Kementerian Keuangan (Keuangan) menyoroti bahaya sektor minyak dan gas (migas) yang produksinya terus menurun. Sebab, penurunan produksi akan berpotensi memberikan dampak pada neraca perdagangan Indonesia.
Menteri Keuangan Sri Mulyani Indrawati mengingatkan, produksi migas khususnya minyak saat ini terus mengalami penurunan. Hal itu tercermin dari kebutuhan dalam negeri yang tidak bisa terpenuhi dan menciptakan gap impor minyak yang berdampak pada neraca perdagangan.
“Jadi demand gap, secara makro kondisi ini berdampak pada trade balance,” kaya Sri Mulyani secara virtual, Selasa (30/11).
Sri Mulyani menyebut, penurunan produksi migas tidak seimbang dengan kebutuhan energi dalam negeri yang terus mengalami kenaikan. Padahal, energi menjadi mendorong perekonomian untuk terus berkembang.
Disisi lain, kata Sri Muluani, industri migas juga akan mengalami tantangan perubahan iklim dimasa mendatang yang menjadi fokus semua pemerintah negara-negara di seluruh dunia. “Ada tantangan di sektor migas, di sisi lain perubahan iklim jadi consent dan menjadi prioritas pembuat kebijakan dunia,” pungkasnya.
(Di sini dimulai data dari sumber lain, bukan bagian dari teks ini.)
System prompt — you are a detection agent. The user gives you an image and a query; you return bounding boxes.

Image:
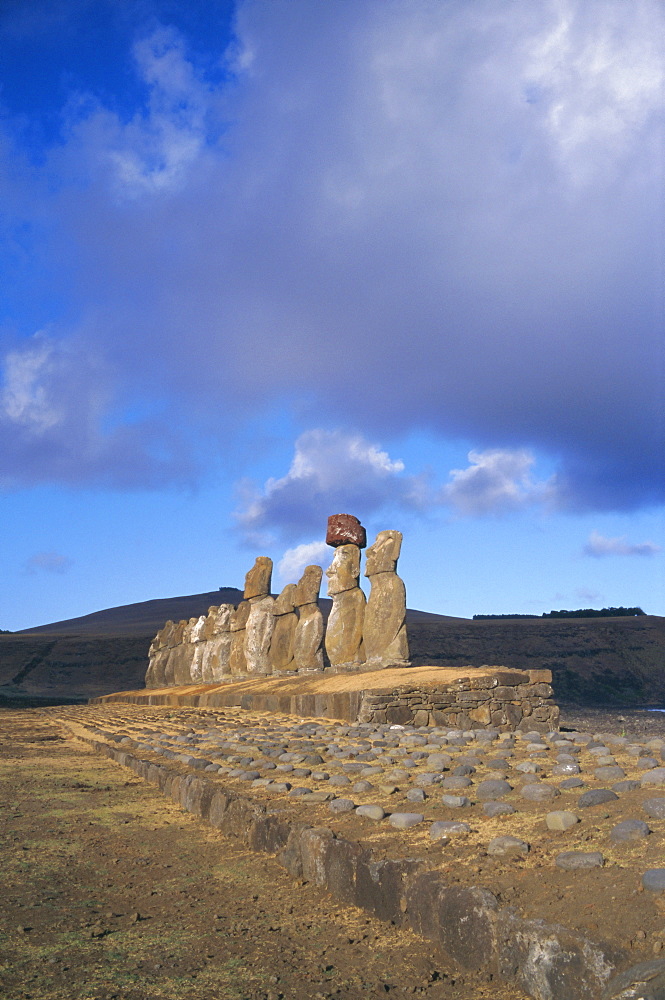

Berdasarkan data dari SKK Migas, produksi minyak terangkut (lifting) selama Januari-September 2021 rata-rata hanya mencapai 661 ribu barel per hari (bph) atau 93,8 persen dari target tahun ini 705 ribu bph.
Sementara lifting gas hingga September 2021 tercatat mencapai 5.481 juta standar kaki kubik per hari (MMSCFD) atau 97,2 persen dari target 5.638 MMSCFD. Total lifting migas hingga kuartal III-2021 tercatat mencapai 1,64 juta barel setara minyak per hari (BOEPD) atau 96 persen dari target 1,71 juta BOEPD tahun ini.